How it's Diagnosed: videos
Serial blood pressure measurements compared to age, sex, and height percentiles; ambulatory blood pressure monitoring; laboratory tests (e.g., kidney function tests, electrolytes); imaging studies (e.g., renal ultrasound, echocardiography).

Treatment:
Lifestyle modifications (e.g., diet, exercise, weight management) and medications for severe or secondary cases. Treating the underlying cause if identified (e.g., managing kidney disease).

Medications:
ACE inhibitors (e.g., lisinopril ) - To lower blood pressure by relaxing blood vessels. Calcium channel blockers (e.g., amlodipine ) - To reduce blood vessel constriction. Diuretics (e.g., hydrochlorothiazide ) - To decrease fluid retention and lower blood pressure. Beta-blockers (e.g., atenolol ) - To reduce heart rate and blood pressure.

Prevalence: How common the health condition is within a specific population.
Increasing in prevalence due to rising rates of obesity; affects 2-5% of children and adolescents.

Risk Factors: Factors or behaviors that increase the likelihood of developing the condition.
Obesity, family history of hypertension, sedentary lifestyle, high-sodium diet, chronic kidney disease, endocrine disorders.

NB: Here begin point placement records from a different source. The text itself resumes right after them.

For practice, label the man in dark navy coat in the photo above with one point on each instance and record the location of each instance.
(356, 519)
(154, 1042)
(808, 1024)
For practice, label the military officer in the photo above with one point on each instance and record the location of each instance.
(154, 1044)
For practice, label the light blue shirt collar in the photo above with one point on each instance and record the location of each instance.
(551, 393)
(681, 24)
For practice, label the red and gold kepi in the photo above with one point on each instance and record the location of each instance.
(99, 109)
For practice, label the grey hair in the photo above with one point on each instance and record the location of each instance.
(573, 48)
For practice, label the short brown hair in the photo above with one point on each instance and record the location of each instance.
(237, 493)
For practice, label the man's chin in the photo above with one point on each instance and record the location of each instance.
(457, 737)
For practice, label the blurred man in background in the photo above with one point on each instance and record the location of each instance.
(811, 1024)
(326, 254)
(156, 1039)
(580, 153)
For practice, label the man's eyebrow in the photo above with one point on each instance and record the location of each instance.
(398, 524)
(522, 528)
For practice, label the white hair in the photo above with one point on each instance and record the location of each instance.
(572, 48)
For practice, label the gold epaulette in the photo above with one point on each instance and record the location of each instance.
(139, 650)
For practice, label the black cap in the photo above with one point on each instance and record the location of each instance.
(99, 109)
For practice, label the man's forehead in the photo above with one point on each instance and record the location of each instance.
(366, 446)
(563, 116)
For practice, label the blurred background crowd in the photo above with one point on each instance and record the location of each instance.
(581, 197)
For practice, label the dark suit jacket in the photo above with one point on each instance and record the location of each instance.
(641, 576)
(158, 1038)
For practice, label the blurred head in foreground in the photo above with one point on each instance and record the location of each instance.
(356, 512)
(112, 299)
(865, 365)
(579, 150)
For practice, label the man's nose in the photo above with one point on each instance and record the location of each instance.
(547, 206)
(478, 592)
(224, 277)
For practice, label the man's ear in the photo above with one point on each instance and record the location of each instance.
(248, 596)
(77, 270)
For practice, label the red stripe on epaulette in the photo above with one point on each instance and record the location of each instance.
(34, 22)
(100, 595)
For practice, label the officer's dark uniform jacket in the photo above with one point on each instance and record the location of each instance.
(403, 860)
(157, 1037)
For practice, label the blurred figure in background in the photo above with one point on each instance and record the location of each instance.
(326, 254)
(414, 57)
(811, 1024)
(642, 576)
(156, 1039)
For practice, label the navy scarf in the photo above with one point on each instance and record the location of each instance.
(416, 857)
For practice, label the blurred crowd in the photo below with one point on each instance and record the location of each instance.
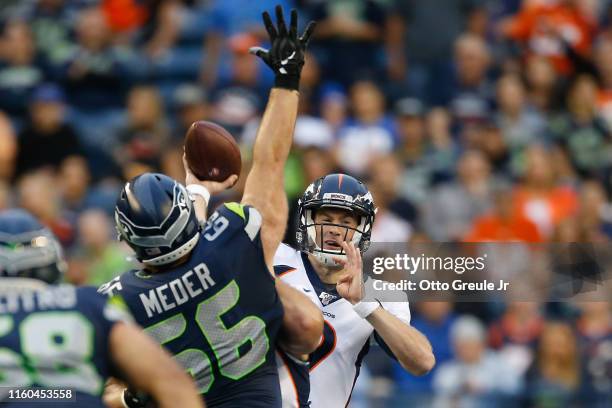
(470, 120)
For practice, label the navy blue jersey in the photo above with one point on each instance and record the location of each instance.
(218, 312)
(56, 338)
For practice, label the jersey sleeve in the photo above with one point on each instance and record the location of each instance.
(401, 310)
(239, 219)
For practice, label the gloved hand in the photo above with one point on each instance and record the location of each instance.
(286, 55)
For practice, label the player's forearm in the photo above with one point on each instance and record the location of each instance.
(275, 134)
(302, 322)
(264, 187)
(409, 346)
(177, 393)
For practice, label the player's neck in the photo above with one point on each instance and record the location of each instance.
(326, 274)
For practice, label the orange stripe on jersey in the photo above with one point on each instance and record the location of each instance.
(297, 396)
(328, 324)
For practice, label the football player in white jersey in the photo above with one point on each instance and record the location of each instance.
(336, 214)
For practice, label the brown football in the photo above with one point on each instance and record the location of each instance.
(211, 152)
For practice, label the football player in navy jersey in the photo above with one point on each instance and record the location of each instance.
(68, 339)
(208, 293)
(336, 215)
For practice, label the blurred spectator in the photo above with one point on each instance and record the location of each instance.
(434, 320)
(581, 131)
(443, 148)
(310, 81)
(520, 325)
(240, 97)
(476, 376)
(539, 197)
(333, 107)
(548, 27)
(594, 213)
(96, 73)
(350, 35)
(37, 194)
(191, 103)
(48, 140)
(144, 138)
(105, 258)
(369, 132)
(383, 183)
(51, 22)
(20, 72)
(427, 149)
(603, 63)
(519, 124)
(77, 192)
(515, 334)
(555, 377)
(502, 223)
(595, 340)
(8, 148)
(452, 207)
(543, 84)
(421, 55)
(471, 94)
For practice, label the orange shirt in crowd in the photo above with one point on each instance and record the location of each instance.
(541, 24)
(124, 15)
(492, 227)
(546, 210)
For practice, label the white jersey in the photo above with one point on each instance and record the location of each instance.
(334, 366)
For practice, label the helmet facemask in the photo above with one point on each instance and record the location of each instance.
(312, 236)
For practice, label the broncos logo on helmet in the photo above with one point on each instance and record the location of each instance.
(155, 216)
(335, 191)
(28, 249)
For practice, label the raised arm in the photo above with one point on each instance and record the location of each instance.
(264, 187)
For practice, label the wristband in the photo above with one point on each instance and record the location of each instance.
(364, 309)
(123, 399)
(198, 189)
(287, 82)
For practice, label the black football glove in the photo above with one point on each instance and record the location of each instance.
(286, 55)
(135, 399)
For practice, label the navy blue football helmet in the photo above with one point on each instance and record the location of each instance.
(336, 191)
(155, 216)
(28, 249)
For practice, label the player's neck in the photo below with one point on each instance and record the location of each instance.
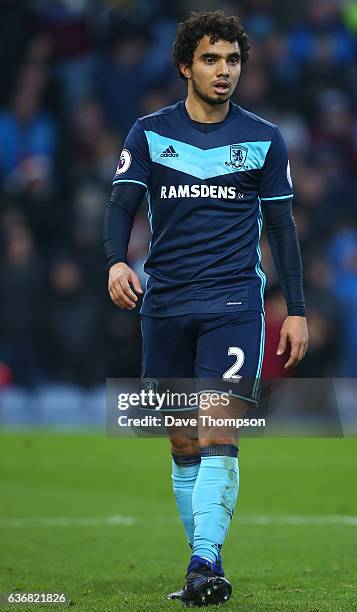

Prognosis: The expected outcome or course of the condition over time.
Good with early detection and treatment, but untreated hypertension can lead to long-term complications like cardiovascular disease, kidney damage, and stroke.

Complications: Additional problems or conditions that may arise as a result of the original condition.
Left ventricular hypertrophy, chronic kidney disease, atherosclerosis, stroke, and heart attack.